A fast, clean reimplementation of CAOemotiCon Analysis and decOding of affective information — the system that detects Japanese emoticons (kaomoji, e.g. (^_^)) in text and classifies the emotion they express, grounded in Birdwhistell's theory of kinesics (an emoticon is body language split into semantic kinemes: eyes, mouth, decorations).

Based on: Ptaszynski et al., "CAO: A Fully Automatic Emoticon Analysis System Based on Theory of Kinesics", IEEE Transactions on Affective Computing, 2010. This is a from-scratch Python rewrite of the original C# system — faster, fixed, and runnable. See CHANGELOG.md for the lineage, docs/API.md for the API reference, and ANALYSIS.md for how it differs from the legacy code and the paper.
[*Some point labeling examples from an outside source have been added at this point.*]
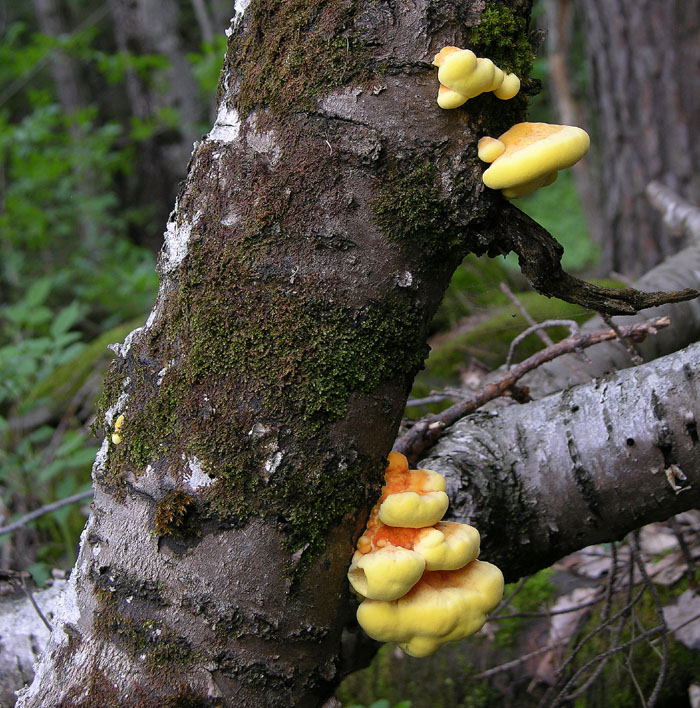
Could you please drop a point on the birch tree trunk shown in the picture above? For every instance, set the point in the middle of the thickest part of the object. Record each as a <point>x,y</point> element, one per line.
<point>310,245</point>
<point>319,224</point>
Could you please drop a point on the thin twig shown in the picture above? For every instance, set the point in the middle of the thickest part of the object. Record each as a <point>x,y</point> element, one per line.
<point>548,613</point>
<point>658,608</point>
<point>506,602</point>
<point>48,508</point>
<point>538,327</point>
<point>632,350</point>
<point>516,662</point>
<point>427,431</point>
<point>546,339</point>
<point>685,550</point>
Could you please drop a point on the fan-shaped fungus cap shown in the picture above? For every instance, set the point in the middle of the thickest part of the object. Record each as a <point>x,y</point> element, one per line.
<point>386,573</point>
<point>389,561</point>
<point>411,498</point>
<point>533,154</point>
<point>444,606</point>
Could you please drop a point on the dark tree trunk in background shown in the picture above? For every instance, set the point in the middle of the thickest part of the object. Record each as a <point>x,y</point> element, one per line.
<point>644,99</point>
<point>64,70</point>
<point>151,27</point>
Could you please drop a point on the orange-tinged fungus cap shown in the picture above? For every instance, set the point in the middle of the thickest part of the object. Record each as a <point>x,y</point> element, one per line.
<point>411,498</point>
<point>533,154</point>
<point>444,606</point>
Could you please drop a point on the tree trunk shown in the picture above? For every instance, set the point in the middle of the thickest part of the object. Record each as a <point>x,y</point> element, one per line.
<point>308,251</point>
<point>586,465</point>
<point>247,422</point>
<point>644,95</point>
<point>151,27</point>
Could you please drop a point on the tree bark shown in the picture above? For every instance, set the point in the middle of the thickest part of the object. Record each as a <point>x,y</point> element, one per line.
<point>247,422</point>
<point>151,27</point>
<point>308,250</point>
<point>586,465</point>
<point>644,105</point>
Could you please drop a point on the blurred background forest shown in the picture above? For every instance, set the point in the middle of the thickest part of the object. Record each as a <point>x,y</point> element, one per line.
<point>100,103</point>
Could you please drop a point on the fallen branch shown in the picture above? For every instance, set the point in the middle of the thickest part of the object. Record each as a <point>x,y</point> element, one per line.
<point>427,431</point>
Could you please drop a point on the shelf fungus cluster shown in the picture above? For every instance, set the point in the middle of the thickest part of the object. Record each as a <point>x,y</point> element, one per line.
<point>463,75</point>
<point>419,578</point>
<point>529,155</point>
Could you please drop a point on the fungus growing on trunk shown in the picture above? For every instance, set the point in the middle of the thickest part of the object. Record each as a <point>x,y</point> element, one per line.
<point>463,75</point>
<point>420,582</point>
<point>530,156</point>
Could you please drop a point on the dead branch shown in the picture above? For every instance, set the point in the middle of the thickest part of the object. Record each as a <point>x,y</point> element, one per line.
<point>427,431</point>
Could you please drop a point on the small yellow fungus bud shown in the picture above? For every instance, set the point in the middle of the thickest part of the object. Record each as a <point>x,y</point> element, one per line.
<point>490,148</point>
<point>463,75</point>
<point>447,98</point>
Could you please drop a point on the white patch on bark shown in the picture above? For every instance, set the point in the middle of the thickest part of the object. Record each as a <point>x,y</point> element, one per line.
<point>227,125</point>
<point>230,219</point>
<point>404,280</point>
<point>122,349</point>
<point>177,239</point>
<point>112,411</point>
<point>197,477</point>
<point>263,142</point>
<point>273,463</point>
<point>239,7</point>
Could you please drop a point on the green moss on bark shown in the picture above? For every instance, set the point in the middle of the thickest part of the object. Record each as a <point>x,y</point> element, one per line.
<point>502,36</point>
<point>294,52</point>
<point>175,515</point>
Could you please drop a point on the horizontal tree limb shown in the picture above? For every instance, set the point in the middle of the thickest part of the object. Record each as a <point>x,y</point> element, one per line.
<point>583,466</point>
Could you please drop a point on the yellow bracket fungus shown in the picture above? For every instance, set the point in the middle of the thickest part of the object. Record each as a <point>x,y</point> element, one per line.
<point>463,75</point>
<point>116,435</point>
<point>444,606</point>
<point>528,156</point>
<point>420,581</point>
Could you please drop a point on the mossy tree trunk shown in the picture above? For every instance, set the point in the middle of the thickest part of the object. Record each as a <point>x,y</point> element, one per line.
<point>314,236</point>
<point>247,422</point>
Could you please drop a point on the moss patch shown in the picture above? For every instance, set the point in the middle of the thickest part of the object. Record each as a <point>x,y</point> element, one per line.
<point>502,36</point>
<point>294,52</point>
<point>142,637</point>
<point>175,515</point>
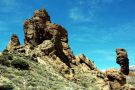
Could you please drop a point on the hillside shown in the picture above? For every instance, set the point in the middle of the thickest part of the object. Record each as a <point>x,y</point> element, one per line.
<point>46,62</point>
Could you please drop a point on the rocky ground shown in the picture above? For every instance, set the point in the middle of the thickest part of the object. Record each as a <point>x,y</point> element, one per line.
<point>46,62</point>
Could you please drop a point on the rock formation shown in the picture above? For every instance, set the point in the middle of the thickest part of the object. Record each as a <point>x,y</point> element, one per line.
<point>46,42</point>
<point>14,43</point>
<point>39,28</point>
<point>116,79</point>
<point>122,60</point>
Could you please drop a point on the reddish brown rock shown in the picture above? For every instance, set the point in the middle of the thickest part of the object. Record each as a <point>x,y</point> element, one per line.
<point>39,28</point>
<point>14,43</point>
<point>122,60</point>
<point>116,79</point>
<point>82,59</point>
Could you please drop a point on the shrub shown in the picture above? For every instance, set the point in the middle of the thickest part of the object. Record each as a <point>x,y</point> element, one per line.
<point>6,87</point>
<point>5,60</point>
<point>20,64</point>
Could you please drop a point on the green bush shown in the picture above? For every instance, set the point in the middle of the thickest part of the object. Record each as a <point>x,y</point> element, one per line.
<point>20,64</point>
<point>5,60</point>
<point>6,87</point>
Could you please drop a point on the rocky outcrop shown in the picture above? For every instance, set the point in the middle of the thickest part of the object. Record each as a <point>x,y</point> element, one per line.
<point>82,59</point>
<point>116,79</point>
<point>14,43</point>
<point>39,28</point>
<point>47,43</point>
<point>122,60</point>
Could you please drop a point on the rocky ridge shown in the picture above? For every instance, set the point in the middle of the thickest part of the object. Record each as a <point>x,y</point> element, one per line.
<point>46,42</point>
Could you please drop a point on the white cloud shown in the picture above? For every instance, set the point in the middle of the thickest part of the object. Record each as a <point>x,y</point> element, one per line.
<point>77,14</point>
<point>85,10</point>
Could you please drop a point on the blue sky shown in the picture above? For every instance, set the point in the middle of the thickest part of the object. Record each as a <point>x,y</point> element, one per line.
<point>96,27</point>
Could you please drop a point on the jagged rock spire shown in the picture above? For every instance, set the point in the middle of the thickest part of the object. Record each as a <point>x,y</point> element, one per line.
<point>39,28</point>
<point>14,42</point>
<point>122,60</point>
PyPI name: the bare cao is taken, so the distribution is cao-official and the import package is cao_official (CLI: cao-official).
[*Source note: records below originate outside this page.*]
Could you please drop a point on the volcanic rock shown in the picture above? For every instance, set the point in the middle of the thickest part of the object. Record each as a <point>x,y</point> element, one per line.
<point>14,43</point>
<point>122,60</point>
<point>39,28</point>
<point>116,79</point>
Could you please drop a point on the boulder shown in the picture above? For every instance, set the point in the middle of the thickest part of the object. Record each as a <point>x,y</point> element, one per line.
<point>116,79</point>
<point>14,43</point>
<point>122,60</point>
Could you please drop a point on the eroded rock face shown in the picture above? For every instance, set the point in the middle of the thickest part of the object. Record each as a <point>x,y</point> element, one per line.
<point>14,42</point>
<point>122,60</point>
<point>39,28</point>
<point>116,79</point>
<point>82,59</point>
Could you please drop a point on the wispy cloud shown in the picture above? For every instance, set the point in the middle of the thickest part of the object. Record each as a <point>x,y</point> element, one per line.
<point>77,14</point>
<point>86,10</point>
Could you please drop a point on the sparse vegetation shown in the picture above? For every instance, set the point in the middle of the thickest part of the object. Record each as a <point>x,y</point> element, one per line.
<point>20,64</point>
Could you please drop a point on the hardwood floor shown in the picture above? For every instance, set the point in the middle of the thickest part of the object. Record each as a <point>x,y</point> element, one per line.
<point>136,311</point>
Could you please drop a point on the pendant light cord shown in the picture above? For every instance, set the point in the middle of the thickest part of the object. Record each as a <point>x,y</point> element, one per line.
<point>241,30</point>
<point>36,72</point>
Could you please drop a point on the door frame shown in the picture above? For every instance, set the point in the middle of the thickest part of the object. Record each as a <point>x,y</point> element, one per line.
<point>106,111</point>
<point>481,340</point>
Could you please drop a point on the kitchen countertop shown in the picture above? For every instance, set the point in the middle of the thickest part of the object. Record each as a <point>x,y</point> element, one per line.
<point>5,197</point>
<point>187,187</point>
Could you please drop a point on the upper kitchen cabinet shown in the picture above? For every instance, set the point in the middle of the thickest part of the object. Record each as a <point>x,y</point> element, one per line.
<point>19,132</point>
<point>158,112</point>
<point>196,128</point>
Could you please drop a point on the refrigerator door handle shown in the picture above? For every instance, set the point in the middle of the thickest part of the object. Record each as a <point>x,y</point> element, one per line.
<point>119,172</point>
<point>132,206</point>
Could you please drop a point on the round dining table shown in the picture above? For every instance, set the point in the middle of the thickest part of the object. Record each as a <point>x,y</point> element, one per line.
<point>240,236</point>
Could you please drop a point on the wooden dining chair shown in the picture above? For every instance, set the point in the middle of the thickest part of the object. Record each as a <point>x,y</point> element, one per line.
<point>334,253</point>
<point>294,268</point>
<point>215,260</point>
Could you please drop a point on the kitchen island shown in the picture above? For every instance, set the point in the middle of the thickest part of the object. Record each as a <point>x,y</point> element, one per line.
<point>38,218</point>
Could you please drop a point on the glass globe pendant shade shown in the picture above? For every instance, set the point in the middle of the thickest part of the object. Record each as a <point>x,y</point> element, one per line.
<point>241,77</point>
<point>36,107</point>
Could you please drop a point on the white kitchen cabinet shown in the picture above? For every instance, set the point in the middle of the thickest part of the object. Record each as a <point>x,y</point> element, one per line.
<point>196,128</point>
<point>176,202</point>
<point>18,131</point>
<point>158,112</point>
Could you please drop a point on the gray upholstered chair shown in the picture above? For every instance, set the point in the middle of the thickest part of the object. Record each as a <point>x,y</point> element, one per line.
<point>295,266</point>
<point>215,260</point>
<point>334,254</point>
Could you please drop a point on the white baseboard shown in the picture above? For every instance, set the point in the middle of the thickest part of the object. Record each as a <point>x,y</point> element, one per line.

New in 0.5: partial faces (bracketless ^o^, one-bracket (^o^, mouthless (^^) / (--)); a probabilistic Naive-Bayes scorer that is the new default (fixes the old relief bias, gives calibrated confidence); a statistical borderline detector; mmap model; batch/async API; and pip-installable packaging.


Citation

If you use CAO, please cite:

M. Ptaszynski, J. Maciejewski, P. Dybala, R. Rzepka, K. Araki. "CAO: A Fully Automatic Emoticon Analysis System Based on Theory of Kinesics." IEEE Transactions on Affective Computing, Vol. 1, No. 1, 2010.

@article{ptaszynski2010cao,
  title={CAO: A fully automatic emoticon analysis system based on theory of kinesics},
  author={Ptaszynski, Michal and Maciejewski, Jacek and Dybala, Pawel and Rzepka, Rafal and Araki, Kenji},
  journal={IEEE Transactions on Affective Computing},
  volume={1},
  number={1},
  pages={46--59},
  year={2010},
  publisher={IEEE}
}

What it does

Given an emoticon or a sentence, CAO runs three procedures:

  1. Detection — find emoticon spans in free text (face-anchored: a candidate must contain a recognized face core; brackets optional). 0.5 also finds partial faces — bracketless, single-bracket, and mouthless (eye–eye) — via a gated fallback anchor, and rejects prose/number noise.
  2. Extraction — segment each emoticon into its seven structural areas [additional][bracket][internal][ FACE ][internal][bracket][additional] and decompose the face into eye / mouth / eye (occurrence-weighted; empty mouth allowed).
  3. Affect analysis — score the parts against ten per-emotion databases and decide a single emotion, with a calibrated confidence and a 2-D coordinate.

The ten emotions (Nakamura): anger, dislike, excitement, fear, fondness, joy, relief, shame, sorrow, surprise — also projected onto Russell's valence × activation plane.


Install

Requires Python 3.10+ and numpy. pyahocorasick is recommended (C-accelerated matching; the code falls back to a pure-Python automaton — only ~15% slower — without it).

From PyPI:

pip install cao-official          # core
pip install "cao-official[fast]"  # + pyahocorasick (recommended)

The wheel ships a prebuilt model (cao.model + cao.model.npy), so the first Cao() loads in ~5 ms with no database needed — the package is self-contained.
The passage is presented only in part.